Urso P, Gengozian N, Rossi R M, Johnson R A
J Immunopharmacol. 1986;8(2):223-41. doi: 10.3109/08923978609028616.
The effect of benzo(a)pyrene (BaP) at different molar (M) concentrations on the in vitro anti-sheep red blood cell (SRBC) plaque (antibody) forming cell (PFC) response and the one-way mixed lymphocyte response (MLR) was tested. Inhibition of the PFC response and the MLR occurred when spleen cells were exposed to a wide range of BaP concentrations from 10(-4) M to 10(-8) M. Maximum depression of the responses occurred at 10(-5) M for PFC production (47% of controls) and for the MLR (19% of controls) as measured by a stimulation index. No significant loss in cell viability was observed at this or lower molar concentrations of BaP. The non-carcinogenic analog of BaP, benzo(e)pyrene, did not suppress PFC responses at comparable concentrations. This in vitro system will facilitate manipulations of T and B lymphocytes and macrophages (adherent cells) in a controlled culture environment for precisely characterizing the sensitivity of these cells and their subpopulations on exposure to BaP.

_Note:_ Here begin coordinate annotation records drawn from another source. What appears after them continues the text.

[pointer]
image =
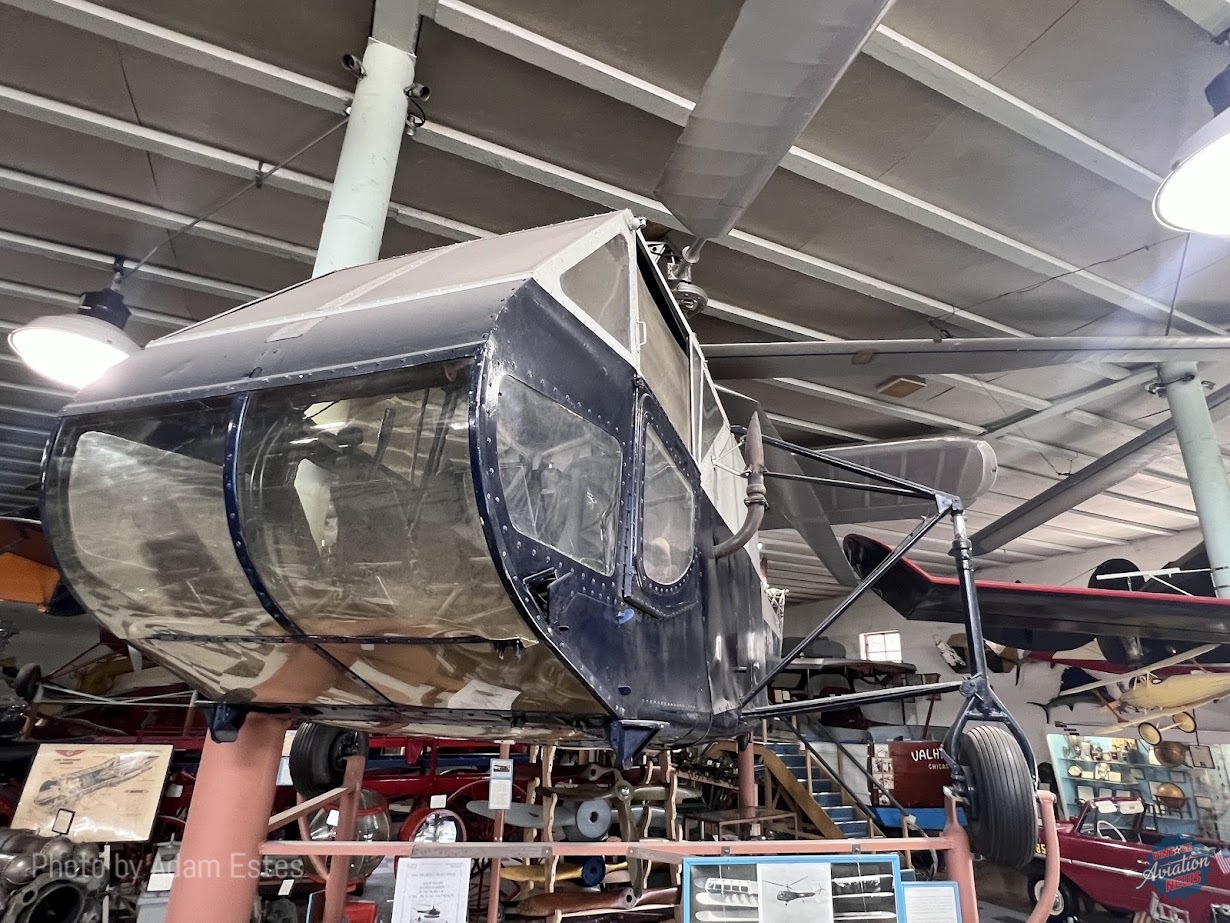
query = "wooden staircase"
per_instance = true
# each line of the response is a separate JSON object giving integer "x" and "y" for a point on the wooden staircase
{"x": 795, "y": 779}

测试了不同摩尔(M)浓度的苯并(a)芘(BaP)对体外抗绵羊红细胞(SRBC)斑块(抗体)形成细胞(PFC)反应和单向混合淋巴细胞反应(MLR)的影响。当脾细胞暴露于10⁻⁴ M至10⁻⁸ M的广泛BaP浓度范围时,PFC反应和MLR受到抑制。通过刺激指数测量,PFC产生和MLR的最大反应抑制分别出现在10⁻⁵ M时(分别为对照的47%和19%)。在该摩尔浓度或更低浓度的BaP下,未观察到细胞活力有显著损失。BaP的非致癌类似物苯并(e)芘在可比浓度下未抑制PFC反应。这种体外系统将有助于在可控培养环境中对T和B淋巴细胞以及巨噬细胞(贴壁细胞)进行操作,以精确表征这些细胞及其亚群在暴露于BaP时的敏感性。